July 16, 1924 [TI/Avalon]: “… As the years passed by, [Mexican Joe] became a guide to praties who came to hunt wild goats. Later, about twenty-eight or twenty-nine years ago, he acted as guide and boatman to anglers, rowing them as far as Seal Rocks and Church Rock, and even to the Isthmus, twelve miles distant from Avalon. He followed this vocation until four years ago, when he was poisoned, it is said, by canned milk, and after a short illnedd was called to the happy hunting grounds [at the age of 76], where his wife had gone before him.”
July 15, 1931 [TI/Avalon]: “… Mexican Joe Presido [sic] used to tell the story that when he was a boy he would dig up mortars and skulls and shoot at them just for the fun of the thing…”

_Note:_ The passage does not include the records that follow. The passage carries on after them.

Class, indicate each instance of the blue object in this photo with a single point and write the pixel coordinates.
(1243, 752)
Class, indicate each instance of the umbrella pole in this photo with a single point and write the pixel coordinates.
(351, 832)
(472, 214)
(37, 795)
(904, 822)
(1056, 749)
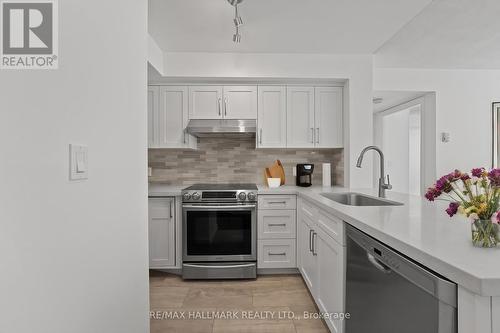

August 12, 1931 [TI/Avalon]: “Sonora, Mexico was the birthplace of ‘Mexican Joe’ Presado. He came to the island in 1850 at the age of seven with Frank Whittley, who later had a sheep concession at White’s Landing, and at the East end of Catalina Island. One of Joe’s pastimes when a boy, was to kill the Catalina goats, cut the eat into thin steaks, salt and dry them in the sun. This meat was called ‘jerly.’ ‘Mexican Joe’ became famous as a boatman and gaffer to the late Dr. Charles F. Holder. Joe was an excellent shot with a rifle, and he used to narrate many instances of his early life on the Island. It is undoubtedly due to the stories told him by ‘Mexican Joe,’ that Dr. Holder wrote the book entitled ‘Adventures of Torqua.’ Torqua’s cave, referred to in the book, is better known to Avalonites as ‘Eagle’s Nest Rock,’ or ‘Frog Rock.’ On one of his escapades, Joe broke his left leg, which resulted in a shortening of the limb and a stiff ankle. This caused him to limp. He was not over ambitious. ‘Mañana’ was his motto! Joe would work three or four days as a boatman to the visiting anglers. Then he would have a ‘birthday,’ which he would subtly make known to the person who had chartered his fishing launch. ‘I don’t like to work on my birthday,’ he would tell his employer. Usually the ‘big-herated’ angler would excuse Joe for a half, or the whole day, and give him a present in addition to his regular fee for the use of the fishing launch. That called for a ‘celebration.’ Joe used to say that ‘Islanders were always on exhibition.’ During his later years he gambled his earnings. To obtain ‘house money,’ Mrs. Presado also learned the art of playing poker. Then Joe HAD to take his money home! Mrs. Presado ‘played’ with a ‘marked’ deck. Joe knew it, but the old couple continued the game. When on a ‘spree’ or a ‘celebration,’ Joe would invariably stand near the old post office looking out toward the ocean, would cry, ‘Man overboard!’ ‘Mexican Joe died at Avalon, December 16, 1916. Mrs. Presado was considerably older than her husband. At the age of 90 she swam across Avalon Bay from Abalone Point to Sugar Loaf, where now stands the palatial Casino.”